The next morning I strolled through some of the town's side streets, visiting the old school which is still in use. I decided that a visit to Fordlandia wouldn't be complete without climbing up the water tower, so me and some Spanish folks I met at the hotel climbed up the ladder for an awesome view. The jungle stretching as far as the eye can see served as a reminder that nature is in charge here and even one of the richest men in the world time couldn't change that.
My new Spanish friends arrived here by 4X4. Juan lives in nearby Itaituba and Sarah and Angel were just visiting from Spain. They had some fun stuff planned for the next few days and offered me to join. Sure! The Northeast coast could wait a few more days.
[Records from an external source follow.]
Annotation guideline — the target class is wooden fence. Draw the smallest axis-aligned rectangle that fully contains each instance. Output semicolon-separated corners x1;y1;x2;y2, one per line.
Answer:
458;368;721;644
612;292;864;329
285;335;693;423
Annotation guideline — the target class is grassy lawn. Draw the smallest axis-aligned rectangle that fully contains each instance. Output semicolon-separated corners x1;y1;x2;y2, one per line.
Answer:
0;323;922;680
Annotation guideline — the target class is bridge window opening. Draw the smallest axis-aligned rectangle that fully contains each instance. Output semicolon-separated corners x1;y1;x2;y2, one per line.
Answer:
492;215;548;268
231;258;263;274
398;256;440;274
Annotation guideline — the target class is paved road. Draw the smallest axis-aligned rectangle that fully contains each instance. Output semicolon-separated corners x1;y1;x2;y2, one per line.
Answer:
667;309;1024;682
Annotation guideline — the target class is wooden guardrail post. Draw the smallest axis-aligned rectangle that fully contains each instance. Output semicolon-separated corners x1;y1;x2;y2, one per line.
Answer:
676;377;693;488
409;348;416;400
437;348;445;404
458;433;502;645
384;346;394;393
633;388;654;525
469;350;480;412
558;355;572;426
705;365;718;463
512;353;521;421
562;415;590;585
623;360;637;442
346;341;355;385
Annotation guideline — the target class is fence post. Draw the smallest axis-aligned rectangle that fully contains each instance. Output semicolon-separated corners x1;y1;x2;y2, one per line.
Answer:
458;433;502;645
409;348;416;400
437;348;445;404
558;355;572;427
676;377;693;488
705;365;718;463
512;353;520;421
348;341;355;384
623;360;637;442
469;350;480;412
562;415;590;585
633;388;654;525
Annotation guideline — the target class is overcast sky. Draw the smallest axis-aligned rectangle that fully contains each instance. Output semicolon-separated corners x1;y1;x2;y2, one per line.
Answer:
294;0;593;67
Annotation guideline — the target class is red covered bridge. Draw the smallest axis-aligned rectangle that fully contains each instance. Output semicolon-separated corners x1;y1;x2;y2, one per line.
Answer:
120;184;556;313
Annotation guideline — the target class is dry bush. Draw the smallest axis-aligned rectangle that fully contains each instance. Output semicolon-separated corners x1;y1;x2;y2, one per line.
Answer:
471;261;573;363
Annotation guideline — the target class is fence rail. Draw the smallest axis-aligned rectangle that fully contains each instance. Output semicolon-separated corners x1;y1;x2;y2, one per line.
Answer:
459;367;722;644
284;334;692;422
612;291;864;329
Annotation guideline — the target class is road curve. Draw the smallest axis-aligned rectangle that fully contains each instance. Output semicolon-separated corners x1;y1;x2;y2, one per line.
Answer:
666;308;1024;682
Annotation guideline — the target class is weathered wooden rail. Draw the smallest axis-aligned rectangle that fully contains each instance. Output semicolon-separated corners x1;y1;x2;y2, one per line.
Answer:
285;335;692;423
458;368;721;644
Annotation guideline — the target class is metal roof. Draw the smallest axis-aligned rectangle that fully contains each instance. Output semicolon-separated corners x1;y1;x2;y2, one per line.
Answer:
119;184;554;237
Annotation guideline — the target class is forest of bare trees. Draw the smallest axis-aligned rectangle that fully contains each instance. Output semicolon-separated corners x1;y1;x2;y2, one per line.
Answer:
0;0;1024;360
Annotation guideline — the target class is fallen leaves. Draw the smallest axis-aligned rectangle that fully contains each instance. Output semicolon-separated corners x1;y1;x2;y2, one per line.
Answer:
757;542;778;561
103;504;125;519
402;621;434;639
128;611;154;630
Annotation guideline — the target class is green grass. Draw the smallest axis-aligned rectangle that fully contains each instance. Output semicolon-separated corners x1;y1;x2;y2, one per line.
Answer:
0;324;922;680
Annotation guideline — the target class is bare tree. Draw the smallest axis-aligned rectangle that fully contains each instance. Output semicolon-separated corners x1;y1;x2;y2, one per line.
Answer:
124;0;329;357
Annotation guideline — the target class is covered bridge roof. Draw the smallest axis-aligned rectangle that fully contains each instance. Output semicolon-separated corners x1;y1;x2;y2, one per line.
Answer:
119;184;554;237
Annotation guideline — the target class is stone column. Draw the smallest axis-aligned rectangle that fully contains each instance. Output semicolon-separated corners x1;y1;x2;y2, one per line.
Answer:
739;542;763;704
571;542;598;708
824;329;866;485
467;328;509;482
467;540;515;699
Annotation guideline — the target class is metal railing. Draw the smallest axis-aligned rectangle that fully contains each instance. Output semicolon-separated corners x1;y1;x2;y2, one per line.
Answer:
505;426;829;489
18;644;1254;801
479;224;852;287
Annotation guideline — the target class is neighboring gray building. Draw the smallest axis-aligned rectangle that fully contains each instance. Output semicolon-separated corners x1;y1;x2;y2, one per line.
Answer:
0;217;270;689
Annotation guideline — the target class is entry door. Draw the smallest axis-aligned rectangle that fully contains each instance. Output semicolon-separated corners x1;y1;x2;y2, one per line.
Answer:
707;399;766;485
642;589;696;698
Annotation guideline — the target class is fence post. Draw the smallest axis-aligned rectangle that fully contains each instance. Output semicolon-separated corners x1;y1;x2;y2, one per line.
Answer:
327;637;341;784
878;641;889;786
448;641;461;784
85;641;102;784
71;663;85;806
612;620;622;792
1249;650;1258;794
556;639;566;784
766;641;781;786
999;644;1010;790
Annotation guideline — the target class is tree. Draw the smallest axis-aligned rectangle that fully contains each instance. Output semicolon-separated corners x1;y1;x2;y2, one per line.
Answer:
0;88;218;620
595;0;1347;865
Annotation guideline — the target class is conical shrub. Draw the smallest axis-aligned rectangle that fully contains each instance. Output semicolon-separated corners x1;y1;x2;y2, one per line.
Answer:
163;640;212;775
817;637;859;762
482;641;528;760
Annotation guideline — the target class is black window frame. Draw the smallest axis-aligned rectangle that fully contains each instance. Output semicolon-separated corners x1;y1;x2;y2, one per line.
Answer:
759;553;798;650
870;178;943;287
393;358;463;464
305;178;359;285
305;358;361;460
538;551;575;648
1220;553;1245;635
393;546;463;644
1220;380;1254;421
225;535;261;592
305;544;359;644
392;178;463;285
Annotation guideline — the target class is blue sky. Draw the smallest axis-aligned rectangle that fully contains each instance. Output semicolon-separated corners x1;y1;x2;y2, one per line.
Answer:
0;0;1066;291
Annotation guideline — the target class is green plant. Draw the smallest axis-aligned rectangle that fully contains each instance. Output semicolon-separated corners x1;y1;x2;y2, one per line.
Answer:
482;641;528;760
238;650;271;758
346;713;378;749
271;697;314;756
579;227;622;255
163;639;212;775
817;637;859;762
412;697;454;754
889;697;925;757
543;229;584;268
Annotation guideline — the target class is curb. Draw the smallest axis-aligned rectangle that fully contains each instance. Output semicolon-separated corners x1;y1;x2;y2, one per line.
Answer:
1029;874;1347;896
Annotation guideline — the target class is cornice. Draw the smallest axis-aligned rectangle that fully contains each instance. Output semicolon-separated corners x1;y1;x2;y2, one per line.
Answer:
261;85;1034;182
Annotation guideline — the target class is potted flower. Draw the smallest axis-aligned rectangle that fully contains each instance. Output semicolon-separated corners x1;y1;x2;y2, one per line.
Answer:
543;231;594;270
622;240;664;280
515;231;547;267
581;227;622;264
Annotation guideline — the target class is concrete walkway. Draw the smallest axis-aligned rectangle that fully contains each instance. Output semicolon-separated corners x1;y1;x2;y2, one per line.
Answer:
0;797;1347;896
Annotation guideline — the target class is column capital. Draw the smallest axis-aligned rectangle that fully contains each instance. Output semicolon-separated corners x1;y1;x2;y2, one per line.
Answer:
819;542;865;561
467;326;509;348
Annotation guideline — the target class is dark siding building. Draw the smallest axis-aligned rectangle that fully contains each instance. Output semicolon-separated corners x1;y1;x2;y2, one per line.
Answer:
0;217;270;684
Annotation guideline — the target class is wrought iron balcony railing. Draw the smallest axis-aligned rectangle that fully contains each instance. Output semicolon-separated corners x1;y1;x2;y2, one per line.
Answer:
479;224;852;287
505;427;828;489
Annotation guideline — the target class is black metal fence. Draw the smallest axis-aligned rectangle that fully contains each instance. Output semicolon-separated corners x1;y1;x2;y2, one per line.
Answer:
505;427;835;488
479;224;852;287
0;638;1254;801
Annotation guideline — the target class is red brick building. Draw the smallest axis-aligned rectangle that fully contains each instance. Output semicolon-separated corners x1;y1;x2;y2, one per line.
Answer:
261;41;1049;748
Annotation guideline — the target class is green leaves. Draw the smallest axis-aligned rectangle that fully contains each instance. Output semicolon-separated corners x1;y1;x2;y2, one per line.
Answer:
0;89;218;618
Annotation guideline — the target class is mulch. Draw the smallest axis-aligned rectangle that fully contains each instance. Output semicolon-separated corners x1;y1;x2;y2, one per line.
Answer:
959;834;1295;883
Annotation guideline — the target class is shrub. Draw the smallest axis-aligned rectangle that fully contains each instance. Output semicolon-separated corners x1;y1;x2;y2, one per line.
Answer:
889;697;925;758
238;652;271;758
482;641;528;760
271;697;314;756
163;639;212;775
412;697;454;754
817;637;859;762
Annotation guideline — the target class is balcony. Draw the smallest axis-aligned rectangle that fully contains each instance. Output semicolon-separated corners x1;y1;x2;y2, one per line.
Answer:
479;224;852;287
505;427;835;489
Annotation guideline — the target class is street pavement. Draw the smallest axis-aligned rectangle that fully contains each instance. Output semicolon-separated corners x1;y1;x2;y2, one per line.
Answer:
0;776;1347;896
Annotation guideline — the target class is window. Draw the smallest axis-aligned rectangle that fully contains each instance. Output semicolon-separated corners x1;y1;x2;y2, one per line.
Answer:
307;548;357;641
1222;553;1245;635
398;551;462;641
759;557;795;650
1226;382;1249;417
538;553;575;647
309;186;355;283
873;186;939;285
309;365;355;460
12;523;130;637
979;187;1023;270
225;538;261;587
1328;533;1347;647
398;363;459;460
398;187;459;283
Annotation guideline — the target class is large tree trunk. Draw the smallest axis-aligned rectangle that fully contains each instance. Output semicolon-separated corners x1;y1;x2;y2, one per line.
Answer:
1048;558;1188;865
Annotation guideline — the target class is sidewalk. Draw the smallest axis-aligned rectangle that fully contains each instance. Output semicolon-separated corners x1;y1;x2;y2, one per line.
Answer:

More photos on Facebook: http://bit.ly/cuBaub
Highly recommended Greg Grandin's book on Amazon.com (no pun intended): http://www.amazon.com/Fordlandia-Henry-Fords-Forgotten-Jungle/dp/B003RCJP5E/ref=sr_1_1?ie=UTF8&s=books&qid=1283902042&sr=8-1
Fordlandia on Wikipedia: http://en.wikipedia.org/wiki/Fordlandia
Belterra on Wikipedia: http://en.wikipedia.org/wiki/Belterra
Amy Goodman's interview of Greg Grandin: http://www.democracynow.org/2009/7/2/fordlandia_the_rise_and_fall_of




Comments
fascinating
What an interesting spot, I am pleased for you that you finally got there and that you also managed to find a local so willing to show you around. Seems like it was all worth the wait.
Glad you made it mate!
yer nippin up on one year bro, way to go! will there be nother?
I am so pleased to have found your blog as well as the GREAT pictures. My husband is from Michigan (Dearborn to be exact) and after having seen The Henry Ford museums and having stumbled upon this topic, I have been completely fascinated with this blip in american history. The part that fascinates me the most is that there is absolutely no mention of this endeavor or of the city that resulted anywhere within any of the museums. Being a wife and deep into motherhood of small children, I seriously doubt that I would ever have the experience to visit this oddity before it completely delapidated (?) your pictures have provided me the most indepth view I could ever imagine without actually being there! For that I say THANK YOU and I hope you got as much out of your trip as I did out of your pictures.